What exactly are the benefits of proviron and is it worth the price? How should it be dosed?


----------



## BillHicksFan (Aug 23, 2011)

50mg/day

Rock hard boners, hardened physique, help ward of gyno


----------



## blazeftp (Aug 23, 2011)

BillHicksFan said:


> 50mg/day
> 
> Rock hard boners, hardened physique, help ward of gyno



This and i got a major boost in sex drive and performance


----------



## TGB1987 (Aug 23, 2011)

BillHicksFan said:


> 50mg/day
> 
> Rock hard boners, hardened physique, help ward of gyno


 
THis ^ .  Also increased vascularity if bf %$ is decently low.  I really like Proviron.  It can be added to nearly any cycle with success.  It can provide the androgen that may be missing to a cycle.  I really like the hardened look I get from proviron.  The only bad thing about Proviron is the price can be high depending where you purchase.


----------



## ANIMALHAUS (Aug 23, 2011)

I always wanted to try proviron, but I never have.  I don't know whats stopping me...


----------



## BigBird (Aug 23, 2011)

I have always had a sweet place in my heart for Proviron.  Price could be high but the Bayer Schering Proviron is unmatched IMO.  Ran it in the weeks leading up to my contest in '97 and I swear it helped keep my BF low and sex drive through the roof; therefore, what's not to like about it.  I sometimes run it at a lower dose depending on other compounds involved.  With heavy aromatizing compounds, 50mg ED is the spot; otherwise, 25-37.5mg ED works wonders for me.


----------



## BigBird (Aug 23, 2011)

ANIMALHOUSE said:


> I always wanted to try proviron, but I never have. I don't know whats stopping me...


 
C'mon Animal - get with the program!!  Scared??!!  Need permission ffrom your grandma?  lol - don't expect magic but you will indeed notice when it's present in the cycle.  Give it a shot brotha.


----------



## ANIMALHAUS (Aug 23, 2011)

BigBird said:


> C'mon Animal - get with the program!! Scared??!! Need permission ffrom your grandma? lol - don't expect magic but you will indeed notice when it's present in the cycle. Give it a shot brotha.


 
Honestly?  It's one of those compounds that I always forget about when I order gear. 

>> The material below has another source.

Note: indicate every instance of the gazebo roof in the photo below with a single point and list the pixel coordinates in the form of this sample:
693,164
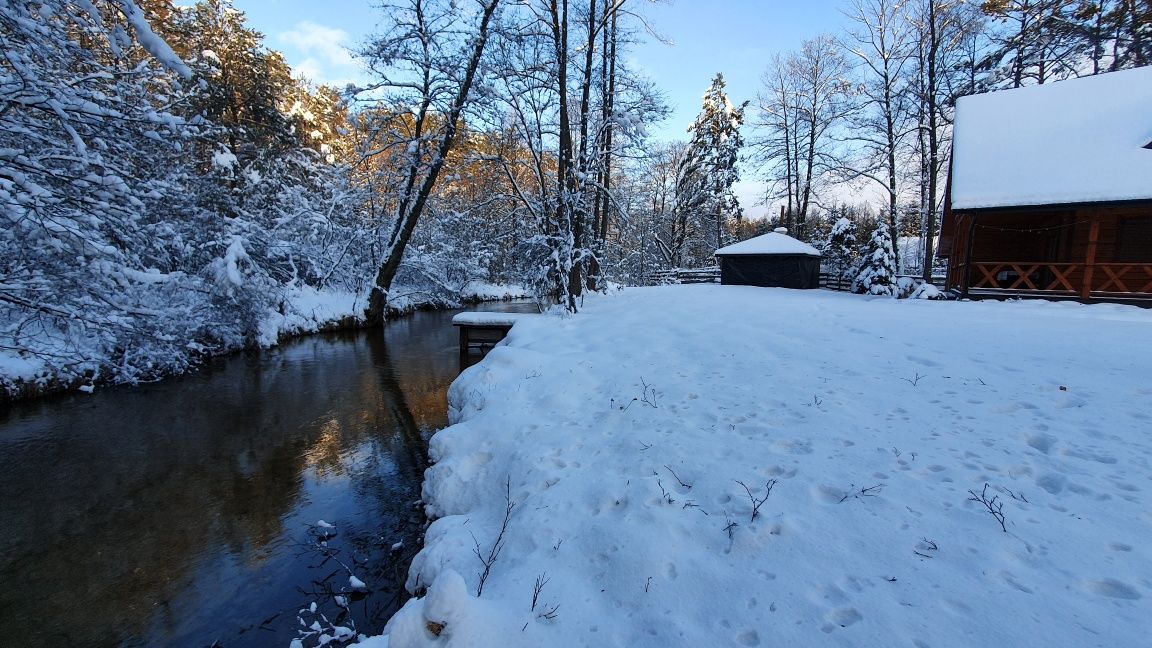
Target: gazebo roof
777,242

And leave grammy outta this... she's only a fan of dbol!


----------



## D-Lats (Aug 23, 2011)

Dont ask just do!! LOL!! It is my favourite compound to add in any cycle. Its hard to describe what its like til you try it. Trust what these guys are saying you will LOVE IT!!


----------



## World-Pharma.org (Aug 23, 2011)

i like it too..its also work like Viagra


----------



## Vibrant (Aug 23, 2011)

Damn, hearing all this makes me even more pissed that my order with proviron hasn't come in.


----------



## XYZ (Aug 23, 2011)

Digitalash said:


> What exactly are the benefits of proviron and is it worth the price? How should it be dosed?


 

It frees up bound test, nothing more.

Don't expect too much from it, you're not going to gain any type of LBM from it so as long as you know that going in you'll be fine.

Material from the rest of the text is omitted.